By ABA Young Birder — Otys Train
In preparation for the 2022 World Series of Birding in Cape May, NJ, my mentor Andrew Eppedio held practices for my youth team, the Pete Dunnelins, at an Audubon sanctuary in NJ. After one of our Sunday training sessions, Andrew took us to the basement where the sanctuary kept a freezer. Inside the packed ice box were dead birds that collided with a tower in Newark. He told us that volunteers at the sanctuary were collecting data so that they could know how many birds were dying because of this building. I remember that the freezer was packed to the top with folded Ziplock bags. Inside the bags were beautiful migratory birds, like Black and White Warblers, Northern Parulas, and Blackburnian Warblers. I felt very bad for those birds and immediately wondered what I could do to help prevent more birds from dying. The specimen that impacted me the most was a Great Blue Heron. It was so big, and seeing it up close, dead, and in a freezer was unbelievable. It was the first time that I saw the impacts of window strikes on birds. After that day, my dad and I had a lot of meaningful conversations and we did a lot of research. We discovered that window strikes are now the number one cause of human-associated bird deaths. According to Daniel Klem Jr, the world’s expert on window strikes, over one billion birds each year die because of collisions with glass. In Klem’s book Solid Air, he explains that the 2010 Deep Water Horizon oil spill caused 1 million bird deaths. Klem’s original estimate of annual window-related bird strikes in the 1970s was 100 million. That would mean that each year, the number of birds killed by windows would be equal to 100 Deep Water Horizon oil spills! I was shocked when I learned this, and I could not believe that people were responsible for so many bird deaths and yet they did not even know they were happening.

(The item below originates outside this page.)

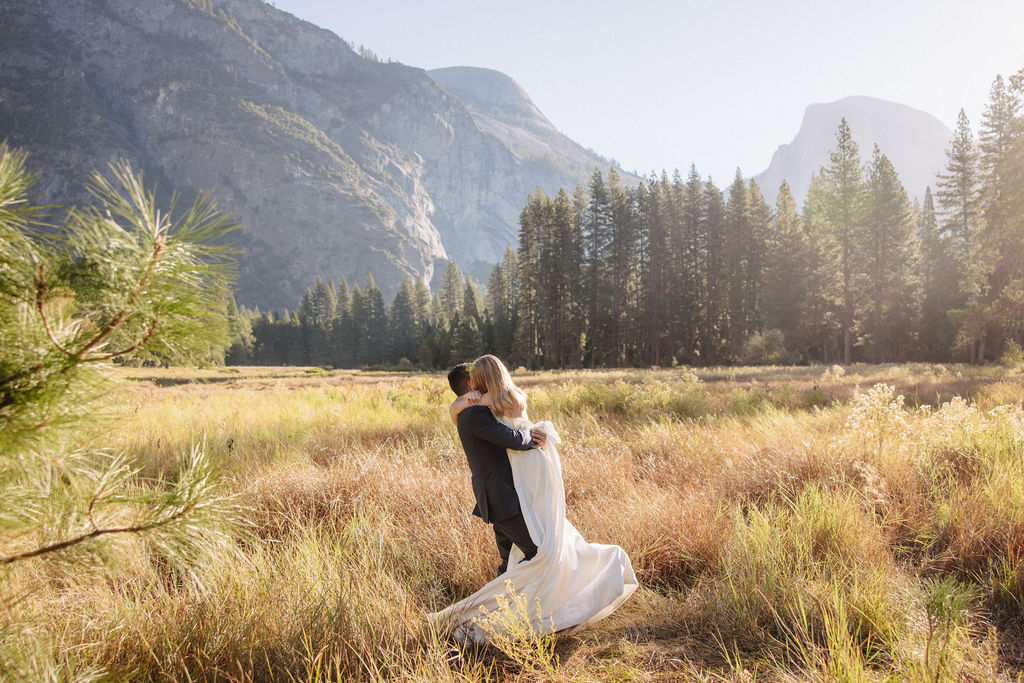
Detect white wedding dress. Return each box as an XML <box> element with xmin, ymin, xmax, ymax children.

Later that spring, I went on many bird walks with my dad. Together we practiced birding on the campus of Stevens Institute of Technology in my hometown of Hoboken, NJ, a small city beside the Hudson River and across from New York City. During my birding outings around Stevens Campus, we saw a variety of species such as White-Throated Sparrows, Dark-Eyed Juncos, European Starlings, Common Grackles, Northern Cardinals, Mourning Doves, and Rock Doves. We also found migrating species like Black and White Warblers, Black-Throated Blue Warblers, Blackpoll Warblers, Northern Parulas, and Chestnut-Sided Warblers. Throughout the year we had also discovered flycatchers, raptors, gulls, geese, ducks, and other surprises like snakes, bats, bunnies, foxes, and groundhogs. Throughout all of those times I came to see that my little city had an ecosystem, and so many of the creatures living within it gave me so much happiness and joy.
Then on May 7, 2022, my dad and I heard an Ovenbird and a Warbling Vireo singing. We ran to a patio at the base of a new glass dormitory tower the school had built. And on the stone floor in front of us, dead, were the migratory birds we had just heard! As the Newark study was fresh on my mind, I decided this was my chance to make a change. My dad helped me bag those first two birds just like we had seen the citizen scientists doing with the Newark birds.
Every day for the next month I returned and found even more dead birds: Mourning Doves, Northern Flickers, Redstarts, and Song Sparrows. We also noticed that most non-birders around campus did not notice these dead birds until we pointed them out to them. I began researching on the Internet, and I read about experts at the American Bird Conservancy who helped New York City pass its Bird-Friendly Building legislation. After a Zoom meeting with one of their experts, I was encouraged to start collecting data by using D-Bird, a website where you can log dead or injured birds. They also told me to reach out to the facilities staff on the campus of Stevens. During my various phone calls with the Head of Buildings and Grounds to discuss the issue, it was clear they were sad about what was happening. However, before they would make any changes they told me that they needed to collect more data to better understand the extent of the issue. I was able to contact the Dean of Students, who put me in touch with the service fraternity at Stevens. I showed them D-Bird and together we came up with a way to collaborate to enhance the data collection.
The problem is not solved yet, but I am working on collecting more data, I am introducing more people to the problem, and I am creating awareness to encourage others to help birds. One of my hopes for when Stevens Institute agrees to make changes and make their buildings safer for birds is to have a tree as a memorial to the many birds that have to suffer because of window strikes. I plan to bury the birds that I saved in my freezer beneath a tree just outside of the dormitory. I hope that my project will help other people be more aware of how window strikes harm birds, and I hope it inspires them to take action in places where they live.
Otys Train (13) lives and birds in Hoboken, NJ. He loves birds, fish, nature, baseball, and, especially, his furry Spaniel-Lab Rigby. He is a member of the NJ Youth Birding Club and the Boy Scouts. He enjoys leading kid-friendly bird walks with his dad around their city. His spark birds are Red-Tailed Hawk and Chuck-Wills-Widow.